With the economic destruction that the coronavirus (COVID-19) pandemic has brought on, the less wealthy cricket countries must now stand up and be counted. So says the former president of Cricket West Indies (CWI) Dave Cameron.
Speaking to Guardian Media Sports on Monday, the Jamaican businessman said: “With the current COVID-19 pandemic wreaking financial havoc, the less wealthy cricket boards like West Indies, Pakistan, Sri Lanka, South Africa, and Zimbabwe will suffer more if they don’t stand up.”
Cameron said the boards must now form a united front and go to the International Cricket Council (ICC) with a revised plan for financial distribution to be more equitable.
He reminded that back in 2018, he presented a paper to the ICC termed the “Economics of Cricket” which did not sit well with the so-called “Big 3” – India, England and Australia.
Cameron said prior to 2001 the individual cricket boards use to share the revenue from bilateral series. The ICC then changed that which led to less wealthy cricket nations being affected. As it stands now, the host country gets all the revenues from bilateral tours.
The “Big 3” rakes in the best deals with television and of course gate receipts and hence a share in the revenue when the other countries tour there will be a great help.

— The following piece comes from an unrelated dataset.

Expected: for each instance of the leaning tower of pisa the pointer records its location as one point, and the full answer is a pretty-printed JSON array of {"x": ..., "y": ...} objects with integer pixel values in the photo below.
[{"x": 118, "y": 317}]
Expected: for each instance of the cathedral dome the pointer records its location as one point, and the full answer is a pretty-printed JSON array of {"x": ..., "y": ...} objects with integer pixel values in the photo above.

“The gap between wealthier and less wealthy cricket nations is widening and will contribute to less wealthy nations being less competitive and there devaluing the international cricket product. The gap immediately expedites the flight of talent away from bilateral international cricket as the less wealthy cricket nations are disadvantaged in funding their professional domestic and national retainer contracts.
“Given the current situation with the COVID-19, the gap will widen further as the less wealthy cricket nations won’t be able to sustain investment in cricket and player development, infrastructure and administration,” said Cameron.
“I took this paper to the ICC in 2014 but of course it was struck down by the ‘Big 3’. I didn’t care who liked and didn’t like me at the ICC, I was fighting to save cricket in my own backyard as well as the other less wealthy cricket nations.
“The idea of sharing the revenue did not go down well with them but now the boards have to take it back to the ICC and see what happens now. It is going to be very difficult for others outside the ‘Big 3’ to survive this period.
“The only time cricket boards really make money is when they take part or host world events. However, the world events are now being held regularly amongst the ‘Big 3’. The next world event is the World T20 Tournament and this will be held in Australia in October if all is well in terms of controlling the pandemic.
The last ICC 50-over World Cup was held in England last year and the two World Cups prior to that were staged in Australia and India, respectively. The last World T20 was also held in India in 2016.